Standing Up for Minimum Wage: Birmingham City Council President Johnathan Austin to Join Bernie Sanders Official for Joint Press Conference

PRESS RELEASE                                                                          Thursday, February 18, 2016

Contact: Brittany Sharp

Phone: 205-721-5369

brittany.sharp@birminghamal.gov

BIRMINGHAM, AL – Birmingham City Council President Johnathan Austin will hold a joint press conference today with Larry Cohen, Chairman of Labor for the Bernie Sanders presidential campaign, to discuss the importance of Birmingham’s minimum wage ordinance, and the move by Alabama’s Republican-controlled Legislature to block the increase. The press conference will be held at Railroad Park, 1600 1st Avenue in Birmingham at 1 pm.

“It is downright disingenuous that the same Legislature that will gleefully give millions of dollars in tax breaks and incentives to big business would not support or even demand a living wage for the employees these same businesses depend on to make their big profits,” said President Austin. “Families are suffering and the current minimum wage keeps many of them poverty stricken. This is a fight that I will not give up on easily.”

The minimum wage increase in Birmingham could benefit up to 40,000 workers, or nearly 20 percent of our city’s population. On Tuesday, the Alabama House of Representatives approved a bill to block cities from setting local minimum wages and to roll back Birmingham’s planned increase to $10.10 per hour. Legislators approved the GOP-backed bill in a 71-31 vote.
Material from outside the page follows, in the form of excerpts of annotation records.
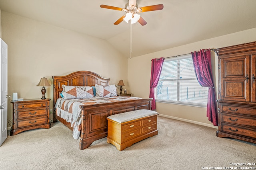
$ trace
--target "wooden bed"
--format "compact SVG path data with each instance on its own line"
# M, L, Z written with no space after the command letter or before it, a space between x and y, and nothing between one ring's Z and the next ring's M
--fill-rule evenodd
M94 86L95 84L108 86L110 80L88 71L77 71L66 76L53 76L52 77L54 84L54 106L55 106L57 100L60 98L62 84L90 86ZM80 149L88 148L94 141L107 136L108 121L106 119L108 116L139 109L151 109L152 100L152 98L147 98L113 103L80 106L82 120L79 145ZM70 123L58 117L54 111L54 121L56 121L57 120L73 130ZM71 133L70 135L72 135Z

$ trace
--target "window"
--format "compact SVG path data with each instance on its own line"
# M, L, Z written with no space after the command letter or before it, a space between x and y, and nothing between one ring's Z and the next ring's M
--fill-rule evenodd
M196 76L191 55L166 59L156 88L158 102L206 107L208 88Z

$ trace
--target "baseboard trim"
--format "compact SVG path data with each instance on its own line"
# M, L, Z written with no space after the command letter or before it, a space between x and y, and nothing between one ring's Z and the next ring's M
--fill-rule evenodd
M180 121L185 121L186 122L191 123L192 123L196 124L197 125L202 125L202 126L207 126L210 127L212 127L213 128L218 129L218 126L214 126L213 125L209 125L207 123L204 123L199 122L199 121L194 121L193 120L188 120L185 119L182 119L179 117L174 117L173 116L168 116L167 115L163 115L162 114L159 114L158 116L162 116L163 117L167 117L170 119L172 119L175 120L180 120Z

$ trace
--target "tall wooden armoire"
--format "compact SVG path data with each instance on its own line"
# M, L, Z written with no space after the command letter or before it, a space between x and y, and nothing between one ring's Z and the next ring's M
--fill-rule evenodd
M256 42L214 51L219 70L216 135L256 143Z

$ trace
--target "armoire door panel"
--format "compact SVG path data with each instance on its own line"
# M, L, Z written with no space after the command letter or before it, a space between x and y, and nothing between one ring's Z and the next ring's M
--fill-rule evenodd
M252 55L252 102L256 102L256 54Z
M250 55L244 55L221 59L220 89L222 90L220 99L250 100Z
M226 81L224 86L224 98L238 98L245 99L244 81Z

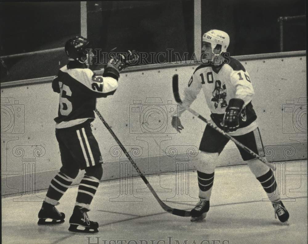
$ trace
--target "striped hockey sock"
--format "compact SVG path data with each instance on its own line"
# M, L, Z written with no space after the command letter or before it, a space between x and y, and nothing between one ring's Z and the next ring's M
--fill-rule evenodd
M98 179L94 176L85 175L78 187L75 205L89 210L99 183Z
M197 171L199 186L199 197L209 200L214 182L214 172L211 174Z
M50 182L45 201L53 205L57 204L73 180L74 179L62 172L58 173Z
M277 183L271 169L270 168L267 173L257 177L257 179L260 182L263 188L267 193L269 198L270 199L277 188Z

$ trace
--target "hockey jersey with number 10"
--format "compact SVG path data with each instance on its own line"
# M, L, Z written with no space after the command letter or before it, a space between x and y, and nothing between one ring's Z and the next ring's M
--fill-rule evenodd
M242 115L239 128L229 132L233 135L243 135L255 129L257 116L251 100L254 94L248 72L239 61L230 57L230 61L218 67L202 64L195 70L184 92L183 105L178 107L177 116L181 114L196 99L202 90L205 98L212 113L211 117L221 128L226 108L232 98L239 98L245 103L245 112ZM176 115L175 114L174 115Z
M96 98L112 95L117 87L116 79L95 76L85 64L70 62L60 69L52 81L54 91L60 93L56 128L93 121Z

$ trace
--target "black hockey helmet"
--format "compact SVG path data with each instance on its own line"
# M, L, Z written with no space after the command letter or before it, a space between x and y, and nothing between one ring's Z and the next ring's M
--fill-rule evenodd
M65 43L65 52L68 57L82 63L87 61L87 49L90 48L89 41L81 36L71 38Z

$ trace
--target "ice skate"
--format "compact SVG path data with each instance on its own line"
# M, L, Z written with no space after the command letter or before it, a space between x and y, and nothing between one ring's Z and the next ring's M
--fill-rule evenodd
M60 213L54 205L44 202L38 212L39 225L61 224L64 222L65 215Z
M98 232L98 223L90 221L87 212L89 210L79 206L75 206L73 214L70 218L68 230L82 233Z
M282 202L280 200L274 201L273 203L273 206L275 210L275 219L277 219L278 216L278 219L281 222L288 225L288 220L290 215Z
M210 207L210 201L201 200L190 211L192 222L201 220L205 218Z

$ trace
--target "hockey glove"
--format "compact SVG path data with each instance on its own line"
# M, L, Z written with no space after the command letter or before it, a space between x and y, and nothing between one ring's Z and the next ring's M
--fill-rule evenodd
M172 127L180 133L181 131L184 129L184 127L181 123L181 121L180 120L180 118L176 116L174 116L172 117L171 125L172 125Z
M139 59L138 52L135 50L128 50L126 53L113 56L105 68L103 76L110 76L117 80L121 71L129 65L136 64Z
M240 126L241 111L245 108L245 103L241 99L232 98L229 102L221 125L226 132L234 131Z

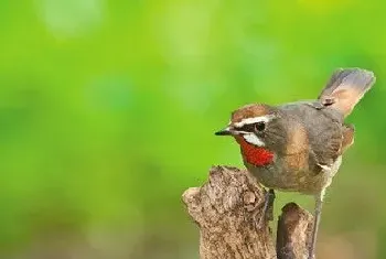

The bill will now make its way to the Senate for debate.

Cohen, the top labor advisor for the Sanders campaign and the immediate past president of the Communications Workers of America says he values the boldness of Councilor Austin and other members of the Birmingham City Council who have been steadfast in their efforts to establish an increased minimum wage in Birmingham.

“The labor movement would not have its reputation if it were not for Birmingham’s contributions during the industrial era and the miles of train rails and coalmines are symbols of those times,” Cohen said. “However, ordinary people need access to good jobs and training programs that can positively influence the local economy, and it is my hope that the efforts that are being done locally by the Birmingham City Council will not be stopped.”